Disclaimer: The views expressed within this article are entirely the author’s own and are not attributable to Wessex Scene as a whole.
As we all know, the coronavirus pandemic has been affecting how we Brits have been living for almost a year now. Our ability to travel outside the UK has been impacted in varying degrees throughout those months, with government restrictions now in place stating that you should not leave home, let alone leave the country, ‘unless you have a legally permitted reason to do so, such as for essential work purposes’.
However, some instagrammers and other social media influencers have decided they are justified in flouting these rules and jetting off to exotic locations such as Dubai, which most of the UK’s influencers seem to have visited recently, despite the rules. Currently, there are restrictions on entering the UAE, and thus also Dubai, requiring a negative Covid-19 test before entering the country.
You’d think the fact that these limitations exist may be an indication that travel abroad might not be the best idea nor the top priority during a global pandemic, but they’re evidently not enough to deter the instagrammers intent on getting their fill of luxurious and exotic selfies.

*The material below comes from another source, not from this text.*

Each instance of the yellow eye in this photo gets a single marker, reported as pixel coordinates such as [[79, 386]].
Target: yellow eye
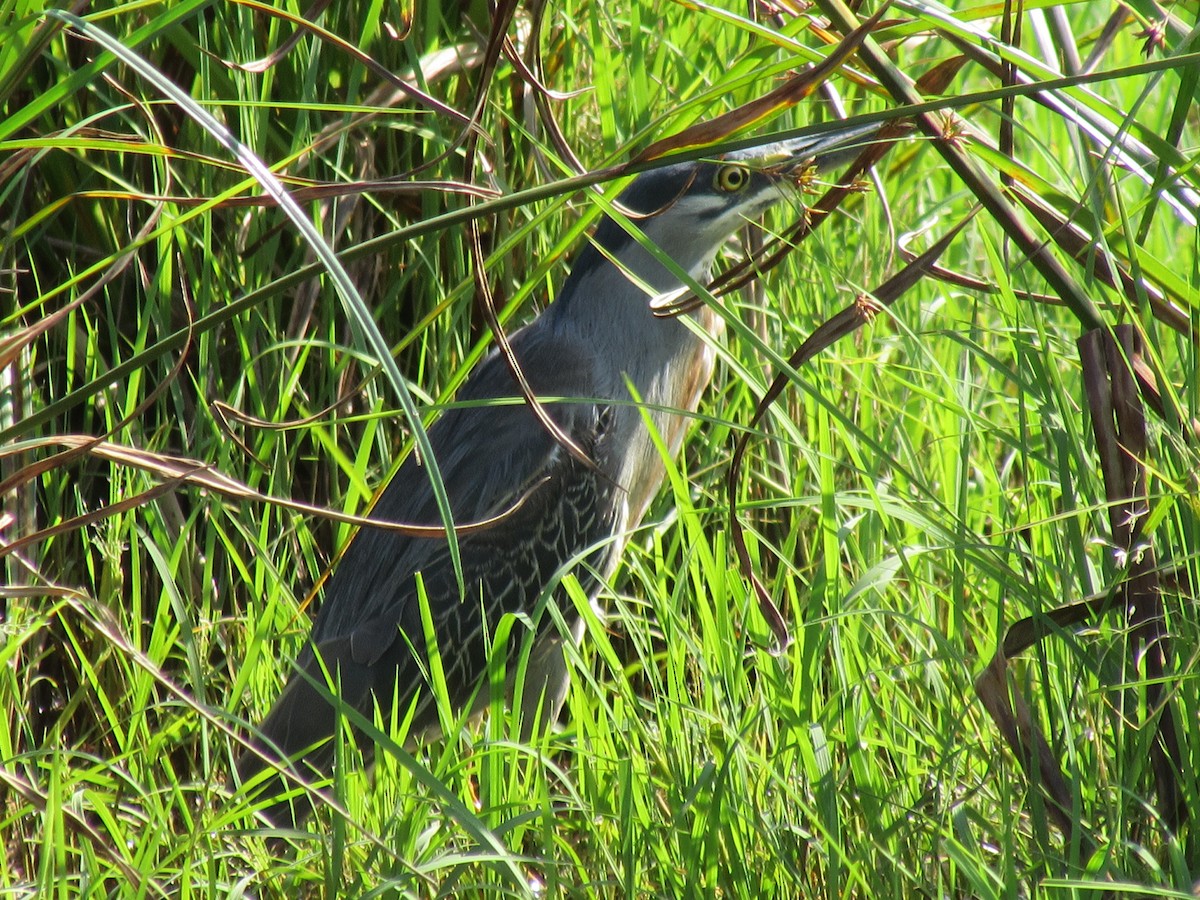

In recent months, many famous faces, including Molly-May Hague and Tommy Fury, Amber Rose Gill and Chloe Ferry, have made the journey across the globe. In fact, most of the Love Island and Geordie Shore casts seem to have been over there. Amber Gill, who faced significant backlash over her trip in December, admitted that she believed it was unproblematic before leaving, and that she ‘didn’t even know Tier 4 was a thing’ when she jetted off.
It’s shocking how some of these influencers appear to be so obsessed with their feed and their follower-count that they don’t even bother to acknowledge the government guidelines which are so necessary to save lives. Many of them have justified their trips as being for work by tagging brands in their social media posts, but it strikes me as just a bit too convenient that all of them have coincidentally signed brand deals which unequivocally require them to be undertaken on private beaches and yachts during a global crisis. Posing in a bikini and brandishing a bottle of tanning oil doesn’t seem particularly ‘essential’.
Even Geordie Shore star Sophie Kasaei highlighted the issue with a tweet:
Everyone going over to Dubai for work 😂 fuck me a lot of work going on over there isn’t they
— ☮ Sophie ☮ (@SophieKasaei_) November 15, 2020
Even though she’s been seen in Dubai recently as well, at least she’s aware of the façade of productivity that her peers are pushing.
People, myself included, have taken issue with these opulent getaways for two primary reasons. Firstly, with the much more transmissible Covid strain originating in England at the end of 2020, it’s extremely selfish for people to be congregating in airports and aeroplanes while potentially being infected and taking the new strain to other countries. It signals a complete disregard for others’ safety for the sake of individualistic enjoyment.
Secondly, the pandemic has left families and keyworkers struggling with job losses and long hours working to keep the country healthy, so now more than ever, the sight of influencers strutting about on white sands with their designer handbags and fresh boob jobs is profoundly tasteless. While others are slaving away stacking supermarket shelves, cleaning hospitals, delivering vaccines and working on Covid wards putting themselves at risk, these influencers think it’s justified to show off about how much ‘work’ they’re doing sipping their Mai Tais, apparently oblivious of the turmoil they’ve left behind them.
I’m not saying these instagrammers have no thoughts or care for the keyworkers keeping the UK on its feet or the atrocities the pandemic is reaping, but it’s evident, to me anyway, that they’ve lost perspective entirely of the appropriate and conscientious way to behave at this incredibly difficult time. Their whole industry has descended into a tone-deaf vanity-fest as they can no longer see any further in front of their faces than their phone screens.